In terms of sensitivity, the conventional gel electrophoresis based PCR could detect 6–31 parasites/µL when nested PCR was performed and it drastically reduces when oligonucleotides are used in single amplification reaction as opposed to nested PCR (<3000 parasites/µL) [34]. In a previous probe based study using reverse transcriptase qPCR employed extraction of DNA and RNA from small volume of dried blood in RDTs could detect 1 parasites/µL in asymptomatic patients [38]. Another study employed the Pf HRP II/III (Histidine rich protein) deletions with lower limit of detection (LOD) 3 parasites/µL [39] whereas in a diagnostic probe based study conducted on 297 patients could detect four species except Po and fails to evaluate mixed infections as well with sensitivity of 95% only [40]. The major problem is often observed for detection of simian malaria Pk that also causes infection in human. Besides, the commercial kit available to detect Pk often shows false positive result in mixed infection at low parasitemia with a LOD of 0.125 and 20 parasites/µL only [41]. Targeting high copy telomere associated repetitive element and var gene acidic terminal achieved a LOD of 0.03 to 0.15 parasites/µL for detection of Pf [42] while 18s rRNA target based approach in clinical isolates resulted in detection of Pf and Pv wih LOD of 1–10 parasites/µL with 100% sensitivity [43]. In our previous SYBR green based study, the lower limit of detection was 5–10 parasites/µL for Pf and Pv with sensitivity and specificity below 100% [31].

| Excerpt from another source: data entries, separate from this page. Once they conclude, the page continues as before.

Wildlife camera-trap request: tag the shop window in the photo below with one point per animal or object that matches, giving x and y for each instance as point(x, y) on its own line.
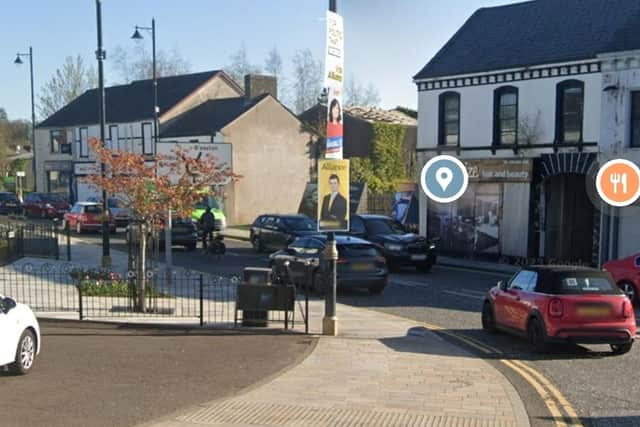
point(505, 115)
point(635, 119)
point(569, 111)
point(449, 119)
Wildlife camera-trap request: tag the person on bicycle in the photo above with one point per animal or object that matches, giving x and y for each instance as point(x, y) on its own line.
point(207, 224)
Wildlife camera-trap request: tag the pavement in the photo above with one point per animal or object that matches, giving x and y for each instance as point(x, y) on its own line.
point(381, 370)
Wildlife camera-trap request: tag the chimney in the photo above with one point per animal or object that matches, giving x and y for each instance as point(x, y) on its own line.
point(256, 85)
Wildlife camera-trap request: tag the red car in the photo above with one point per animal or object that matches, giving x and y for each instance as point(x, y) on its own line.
point(626, 273)
point(45, 205)
point(555, 304)
point(87, 216)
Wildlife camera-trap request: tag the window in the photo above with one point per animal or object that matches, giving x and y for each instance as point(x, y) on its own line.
point(84, 137)
point(635, 119)
point(147, 145)
point(569, 111)
point(449, 121)
point(505, 115)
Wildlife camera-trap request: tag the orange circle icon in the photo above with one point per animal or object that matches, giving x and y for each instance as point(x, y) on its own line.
point(618, 182)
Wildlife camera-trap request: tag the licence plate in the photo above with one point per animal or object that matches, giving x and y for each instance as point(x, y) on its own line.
point(593, 311)
point(362, 267)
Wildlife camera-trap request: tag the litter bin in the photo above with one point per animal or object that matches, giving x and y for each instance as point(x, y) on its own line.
point(262, 277)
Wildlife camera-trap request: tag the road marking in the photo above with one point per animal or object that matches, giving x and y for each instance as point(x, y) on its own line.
point(462, 294)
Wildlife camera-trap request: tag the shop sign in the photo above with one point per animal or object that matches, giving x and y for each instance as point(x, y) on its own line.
point(507, 170)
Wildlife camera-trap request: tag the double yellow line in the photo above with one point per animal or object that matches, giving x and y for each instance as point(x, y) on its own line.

In contrast, this method can detect as low as 0.64 to 1.6 parasites/µL in Pf, Pv, and Pm and thus dictates the high sensitivity of the method. Analytical sensitivity, linearity and repeatability could not be performed on the Po and Pk as there are no clinical isolates in our research facilities. The method can also utilize multiplex system efficiently in contrast to the conventional method that failed to detect specific species with a marked decrease in sensitivity. Another mentionable benefit of the method is that five of the human malaria species can be run under the same reaction condition whereas in nested conventional PCR we can perform only four species. Besides in nested PCR, we have to run the PCR for amplification of the common genus region gene first and then go for the species amplification which is a time consuming process [34]. In case of qPCR, most of the protocols currently being used employ different temperature conditions for different Plasmodium species or different sets of species [44,45,46,47]. Thus, this process has greatly improved the detection process through a significant reduction of time and steps.

This multiplex system can be deployed for diagnostic purposes in malaria-endemic regions. For that purpose, we can detect initially the most common causative endemic species such as Pf and/or Pv and later use the multiplex system to determine the other species. However, the multiplex of Pf, Pv, and Pm can also be used in a single reaction but that can detect mono-infection only. The reason behind the lacking in the detection of co-infection can be explained by the common flaw of SYBR green-based chemistry in the PCR system [48].

5. Conclusions

This method as described is time and cost efficient as it takes less than a US$ for each PCR reaction and about two US$ if the multiplex system is used. Compared to probe based and conventional methods it is 2.5-fold and about 5-fold cheaper respectively (Supplementary S1). Low intra and inter assay CV of this method also is also an indicator of the high reproducibility of the PCR assay. The steps have been reduced greatly here compared to the existing conventional gel electrophoresis based method usually used for the diagnostic approach. On the other hand, the Taqman probe-based approach can be more efficient but increases the cost of each reaction and thus not suitable for cost-effective diagnostic purposes. In terms of time, cost, steps, and expertise, we recommend that this method can be an excellent convenient alternative approach and be added to the existing current lineup of diagnostic tools.